One also can use the position of the stars for measuring time. The system is the same as that used for the Sun, since the Sun itself is a star. All other stars also rise and set on a regular basis. Time systems based on the movement of one or more stars are known as sidereal time (pronounced seye-DEER-ee-uhl).
Although any one of these systems is a satisfactory method for measuring some unit of time, such as a day or a month, the systems may conflict with each other. It is not possible, for example, to fit 365 solar days into 12 or 13 lunar months exactly. This problem creates the need for leap years, leap centuries, and other adjustments developed to keep calendars consistent with each other. Adjustments in time-keeping systems also are necessary to correct for the fact that any natural motion—such as that of the Sun or the Moon—changes very slowly over long periods of time.
Atomic clock: A device for keeping time based on natural oscillations within atoms.
Leap time: Any adjustment made in clocks and/or calendars in order to keep them consistent with the natural event used for time measurement.
Lunar time: Any system of time measurement based on the motion of the Moon.
Sidereal time: Any system of time measurement based on the motion of the stars.
Solar time: Any system of time measurement based on the motion of the Sun.
Time reversal: The hypothesis that it may be possible to go backward in time.
The standard of time used throughout the world today is no longer an astronomical event, but an atomic event. All atoms oscillate (vibrate back and forth) in a highly regular pattern. In a sense, this vibration is similar to the oscillation of a pendulum in a grandfather clock. The main difference is that atoms oscillate much more rapidly than do the pendulums in clocks.
In 1967, the Thirteenth General Conference on Weights and Measures decided to define a new unit of time. The Conference announced that one second would be defined as the time it takes for an atom of cesium-133 to oscillate 9, 192, 631, 770 times.
An atomic clock, like that made of cesium-133, is preferred to older methods of measuring time based on astronomical events because it is much more accurate. The best cesium clock would be in error by 1 second no more often than once every 6,000 years.

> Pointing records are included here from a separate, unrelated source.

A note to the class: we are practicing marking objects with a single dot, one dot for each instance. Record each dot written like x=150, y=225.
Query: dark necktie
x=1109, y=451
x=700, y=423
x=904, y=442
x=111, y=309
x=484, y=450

One of the intriguing questions about time is whether it can move in two directions—forward and backward. At first thought, it would appear that time can only go forward. Science fiction stories have been written about time machines, devices for allowing people to go back into history. But thus far, no such machine has actually been built.
Yet some scientists believe that going backward in time—time reversal—may actually be possible. For more than 40 years, experiments have been conducted to see whether certain kinds of physical processes can be made to go in reverse. If that result could be obtained, it would provide some reason to believe that time reversal really is possible. At this point, however, no experiment has produced that kind of result.